Grand Fete for ‘Canyon’
The Scene: The benefit premiere of 20th Century Fox’s “Grand Canyon” Sunday at Century City’s Cineplex Odeon. The title notwithstanding, this film is about life in the urban jungle, not life in the wilderness. “It’s about re-humanizing a dehumanized urban dweller,” said co-star Kevin Kline. “We’re all benumbed by living in an urban environment in this country.” Co-star Steve Martin on how they survive the urban jungle: “We wear Topsiders and ride around in limos.”
The Locale: A 150-by-250-foot white tent was set up on a parking lot behind the Century Plaza. Sunset colors played on the tent’s ceiling, and the tables were surrounded by seven full-size trees and 10 14-foot Grand Canyon-esque rock formations made of plaster. Continuing the theme, glass bowl centerpieces held similar rock formations. In the smaller format, they had the look of grow-your-own sponges seen in magazine ads. “They went with sea monkeys,” noted one guest.
Who Was There: The film’s stars, Kevin Kline, Steve Martin, Danny Glover, Mary McDonnell, Mary-Louise Parker and Alfre Woodard; director Lawrence Kasdan and his wife, Meg, who chaired the benefit; Fox Pictures chairman Joe Roth; plus 1,200 guests including Kevin Costner, Geena Davis, Tom Hanks, Michael Keaton, Phoebe Cates, Tracy Ullman and Martin Short.
Best Compliment: Of Kasdan’s films, which include “The Big Chill,” Short said, “He creates the climate, but you as an audience have to do all the work. And then you reap all the emotional benefits.”
Dress Mode: Black-tie--at 5 p.m. What’s next?
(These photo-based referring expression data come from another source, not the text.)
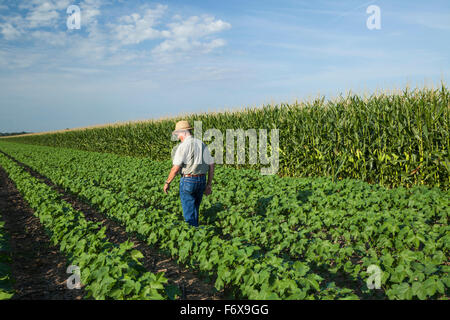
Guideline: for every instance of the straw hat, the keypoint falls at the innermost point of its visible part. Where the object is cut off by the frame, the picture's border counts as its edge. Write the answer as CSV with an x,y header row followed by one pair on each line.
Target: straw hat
x,y
181,126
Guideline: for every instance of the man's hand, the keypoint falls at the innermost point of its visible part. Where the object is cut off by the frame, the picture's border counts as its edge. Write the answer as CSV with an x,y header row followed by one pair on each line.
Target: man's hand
x,y
166,187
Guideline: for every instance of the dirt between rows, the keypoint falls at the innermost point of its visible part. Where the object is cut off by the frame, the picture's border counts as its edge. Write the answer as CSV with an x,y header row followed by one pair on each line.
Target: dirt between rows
x,y
190,283
38,268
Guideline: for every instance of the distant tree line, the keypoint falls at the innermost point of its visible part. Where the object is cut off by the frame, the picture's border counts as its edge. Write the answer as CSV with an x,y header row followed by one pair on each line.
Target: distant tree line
x,y
5,134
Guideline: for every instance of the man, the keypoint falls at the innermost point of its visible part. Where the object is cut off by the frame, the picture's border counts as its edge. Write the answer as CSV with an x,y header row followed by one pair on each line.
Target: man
x,y
194,160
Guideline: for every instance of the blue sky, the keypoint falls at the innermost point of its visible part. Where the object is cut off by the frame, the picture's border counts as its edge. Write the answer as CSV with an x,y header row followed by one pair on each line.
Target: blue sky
x,y
135,60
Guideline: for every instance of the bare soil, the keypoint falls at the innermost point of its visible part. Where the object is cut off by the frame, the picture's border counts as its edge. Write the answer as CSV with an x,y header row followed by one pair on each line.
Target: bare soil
x,y
192,286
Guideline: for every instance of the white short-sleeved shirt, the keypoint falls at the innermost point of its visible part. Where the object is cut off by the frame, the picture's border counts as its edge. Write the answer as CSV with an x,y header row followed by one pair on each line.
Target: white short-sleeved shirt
x,y
193,156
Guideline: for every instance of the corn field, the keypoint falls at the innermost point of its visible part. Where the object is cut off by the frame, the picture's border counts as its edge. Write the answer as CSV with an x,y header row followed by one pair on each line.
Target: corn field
x,y
396,139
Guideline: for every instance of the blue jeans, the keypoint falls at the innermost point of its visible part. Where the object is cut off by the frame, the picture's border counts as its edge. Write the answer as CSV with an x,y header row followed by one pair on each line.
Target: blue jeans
x,y
191,194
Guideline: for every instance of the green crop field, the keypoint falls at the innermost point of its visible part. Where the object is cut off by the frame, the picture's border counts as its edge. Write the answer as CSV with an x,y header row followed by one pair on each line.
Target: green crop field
x,y
400,139
363,185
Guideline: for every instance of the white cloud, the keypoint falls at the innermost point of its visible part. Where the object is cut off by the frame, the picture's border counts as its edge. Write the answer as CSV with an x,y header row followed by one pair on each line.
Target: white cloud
x,y
136,28
189,35
9,31
107,44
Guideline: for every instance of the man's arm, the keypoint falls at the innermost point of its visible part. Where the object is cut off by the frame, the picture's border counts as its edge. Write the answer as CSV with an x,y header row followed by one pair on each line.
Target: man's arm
x,y
208,190
172,174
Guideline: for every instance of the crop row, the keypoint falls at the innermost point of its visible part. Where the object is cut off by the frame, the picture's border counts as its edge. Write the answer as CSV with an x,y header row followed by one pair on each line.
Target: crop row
x,y
237,264
6,290
391,139
343,226
107,271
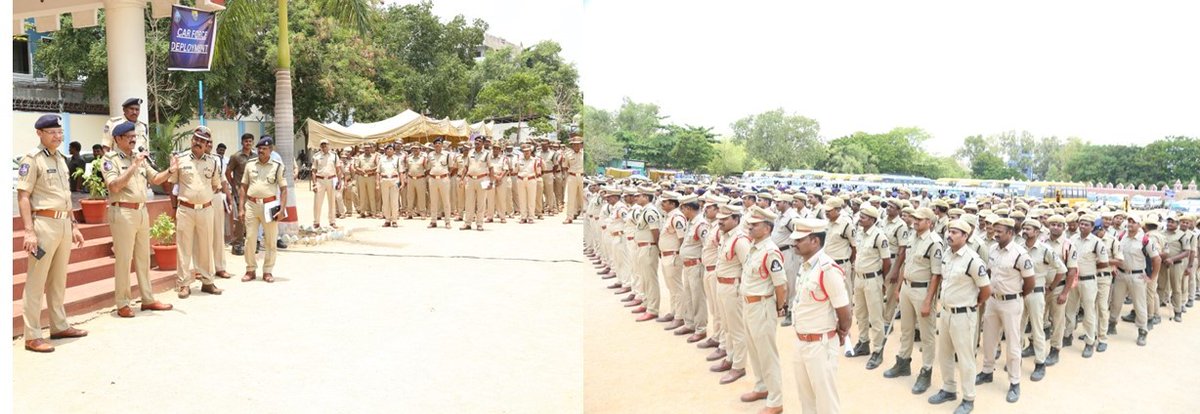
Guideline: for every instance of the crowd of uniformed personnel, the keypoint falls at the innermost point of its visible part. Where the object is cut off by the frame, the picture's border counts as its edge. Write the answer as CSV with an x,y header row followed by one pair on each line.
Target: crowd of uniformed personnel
x,y
960,279
478,181
202,187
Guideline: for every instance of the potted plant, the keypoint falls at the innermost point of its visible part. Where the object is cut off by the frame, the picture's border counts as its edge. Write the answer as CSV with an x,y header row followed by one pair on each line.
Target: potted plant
x,y
95,207
163,234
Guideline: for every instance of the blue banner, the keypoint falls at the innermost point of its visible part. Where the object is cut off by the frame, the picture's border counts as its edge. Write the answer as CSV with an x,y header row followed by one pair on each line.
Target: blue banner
x,y
192,37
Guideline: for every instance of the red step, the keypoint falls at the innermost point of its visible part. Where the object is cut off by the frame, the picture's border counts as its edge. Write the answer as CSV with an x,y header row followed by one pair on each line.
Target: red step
x,y
90,250
93,297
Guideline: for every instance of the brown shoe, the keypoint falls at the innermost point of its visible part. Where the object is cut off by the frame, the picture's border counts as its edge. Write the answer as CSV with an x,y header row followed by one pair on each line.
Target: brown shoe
x,y
71,333
39,346
156,306
213,289
754,396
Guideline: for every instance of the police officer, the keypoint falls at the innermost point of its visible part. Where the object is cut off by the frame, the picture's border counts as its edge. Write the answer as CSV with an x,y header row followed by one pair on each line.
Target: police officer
x,y
261,183
871,263
917,298
198,178
1012,277
130,111
964,287
43,198
327,171
821,312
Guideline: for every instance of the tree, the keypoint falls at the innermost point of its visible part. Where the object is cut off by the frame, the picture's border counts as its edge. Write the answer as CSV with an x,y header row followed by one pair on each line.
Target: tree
x,y
779,139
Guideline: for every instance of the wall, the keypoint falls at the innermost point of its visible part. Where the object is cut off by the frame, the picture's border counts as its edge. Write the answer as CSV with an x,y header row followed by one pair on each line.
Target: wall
x,y
88,130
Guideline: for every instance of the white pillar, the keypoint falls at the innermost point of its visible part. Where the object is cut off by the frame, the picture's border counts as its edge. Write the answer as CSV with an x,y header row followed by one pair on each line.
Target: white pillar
x,y
126,41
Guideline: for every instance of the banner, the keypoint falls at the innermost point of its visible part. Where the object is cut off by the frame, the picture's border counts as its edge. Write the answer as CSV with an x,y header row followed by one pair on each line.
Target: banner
x,y
192,37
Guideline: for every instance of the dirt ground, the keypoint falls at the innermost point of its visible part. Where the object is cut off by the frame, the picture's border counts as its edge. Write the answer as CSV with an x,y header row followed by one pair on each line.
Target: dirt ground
x,y
507,321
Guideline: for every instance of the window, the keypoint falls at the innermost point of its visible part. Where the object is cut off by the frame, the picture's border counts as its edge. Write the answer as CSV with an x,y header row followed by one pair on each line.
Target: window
x,y
21,58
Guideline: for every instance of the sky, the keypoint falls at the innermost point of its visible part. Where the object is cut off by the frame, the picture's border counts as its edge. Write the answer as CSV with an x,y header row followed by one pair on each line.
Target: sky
x,y
1117,75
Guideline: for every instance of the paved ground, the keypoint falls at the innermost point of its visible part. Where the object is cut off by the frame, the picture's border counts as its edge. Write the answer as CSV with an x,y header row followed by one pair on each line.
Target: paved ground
x,y
505,321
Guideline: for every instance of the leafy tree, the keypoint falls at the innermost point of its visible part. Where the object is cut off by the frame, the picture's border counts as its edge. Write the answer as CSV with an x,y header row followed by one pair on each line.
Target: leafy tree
x,y
779,139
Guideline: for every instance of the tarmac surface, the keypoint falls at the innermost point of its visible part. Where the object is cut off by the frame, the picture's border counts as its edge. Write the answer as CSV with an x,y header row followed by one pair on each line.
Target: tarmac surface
x,y
513,319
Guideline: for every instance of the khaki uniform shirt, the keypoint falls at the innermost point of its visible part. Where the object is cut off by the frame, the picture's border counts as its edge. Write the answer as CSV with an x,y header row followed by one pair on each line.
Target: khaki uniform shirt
x,y
43,175
325,165
1009,267
115,163
839,235
924,258
964,274
871,247
263,179
820,289
763,270
198,178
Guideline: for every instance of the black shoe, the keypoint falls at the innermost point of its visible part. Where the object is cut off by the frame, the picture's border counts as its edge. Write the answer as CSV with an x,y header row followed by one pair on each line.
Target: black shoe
x,y
942,396
874,363
983,378
923,381
901,369
1039,371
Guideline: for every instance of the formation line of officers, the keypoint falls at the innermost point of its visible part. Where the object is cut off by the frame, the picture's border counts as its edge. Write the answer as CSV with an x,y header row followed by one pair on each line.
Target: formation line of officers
x,y
480,181
51,231
965,280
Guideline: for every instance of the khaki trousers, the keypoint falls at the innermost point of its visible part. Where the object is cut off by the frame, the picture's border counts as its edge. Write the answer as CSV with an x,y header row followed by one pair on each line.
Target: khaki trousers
x,y
256,220
672,274
439,199
762,324
955,337
735,324
816,375
324,195
1084,295
910,303
695,311
647,269
193,239
574,195
414,197
1035,312
48,275
1002,316
527,193
390,191
475,209
1134,286
869,310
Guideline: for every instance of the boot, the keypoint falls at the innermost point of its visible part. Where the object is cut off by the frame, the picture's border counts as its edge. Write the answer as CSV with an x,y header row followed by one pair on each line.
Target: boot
x,y
874,363
1039,371
923,381
900,370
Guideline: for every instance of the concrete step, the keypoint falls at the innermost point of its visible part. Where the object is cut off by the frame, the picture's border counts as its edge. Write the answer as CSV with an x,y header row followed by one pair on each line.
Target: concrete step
x,y
93,297
90,250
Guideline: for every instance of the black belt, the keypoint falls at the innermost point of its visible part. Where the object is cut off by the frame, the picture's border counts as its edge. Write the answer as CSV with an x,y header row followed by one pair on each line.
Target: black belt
x,y
961,309
1008,297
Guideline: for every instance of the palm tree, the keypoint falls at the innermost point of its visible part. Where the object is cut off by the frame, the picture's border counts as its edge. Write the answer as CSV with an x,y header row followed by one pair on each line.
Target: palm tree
x,y
245,19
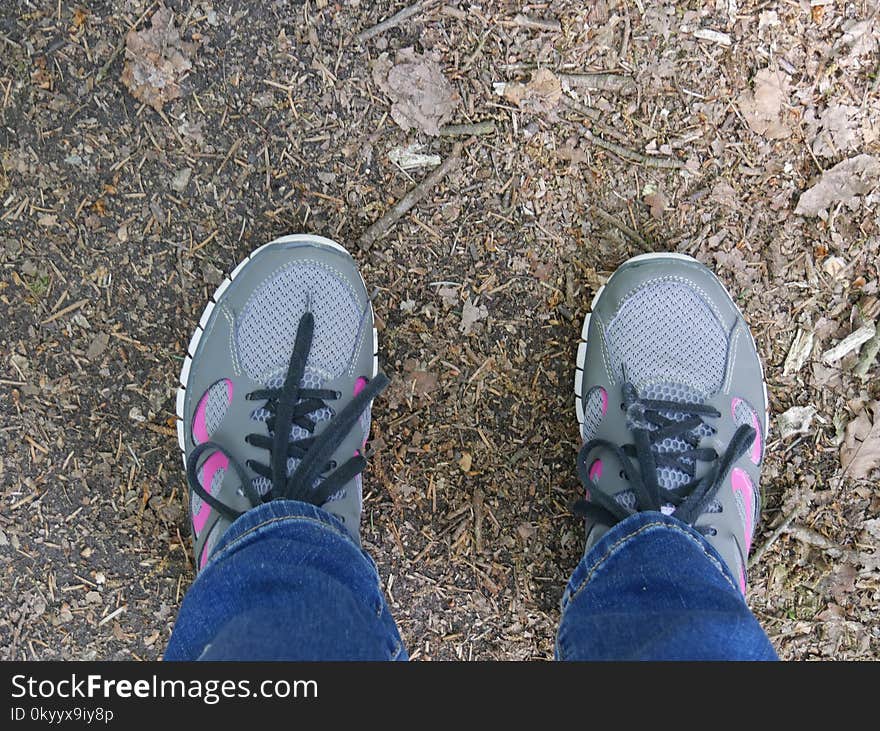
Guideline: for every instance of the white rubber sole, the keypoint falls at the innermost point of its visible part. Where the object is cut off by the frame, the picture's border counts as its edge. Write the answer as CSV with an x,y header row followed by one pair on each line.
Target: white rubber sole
x,y
585,328
306,239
Black-tie brunches?
Money Matters: The gala, underwritten by Fox, E! Entertainment TV, Coca-Cola and United Artists Theatres, netted more than $350,000 for Tripod, a nonprofit organization that helps educate children with hearing disabilities. “This is our big fund-raiser of the year,” said chair Meg Kasdan. “It enables us to exist.”
Chow: Arizona/Southwestern menu from Rococo. Wealthy Arizona. Blackened steak, grilled chicken with black-bean salsa and pumpkin mashed potatoes filled half a dozen buffet tables.
Quoted: “The film is sort of a bookend for ‘The Big Chill,’ ” said Kline. “That was about what was on people’s minds at the beginning of the ‘80s. This is what’s on their minds at the beginning of the ‘90s.”
The Buzz: A lot of people in the audience were very affected by the film. It made some of them think about life, especially life somewhere other than Los Angeles. If nothing else the film could cause a boom in Santa Fe real estate.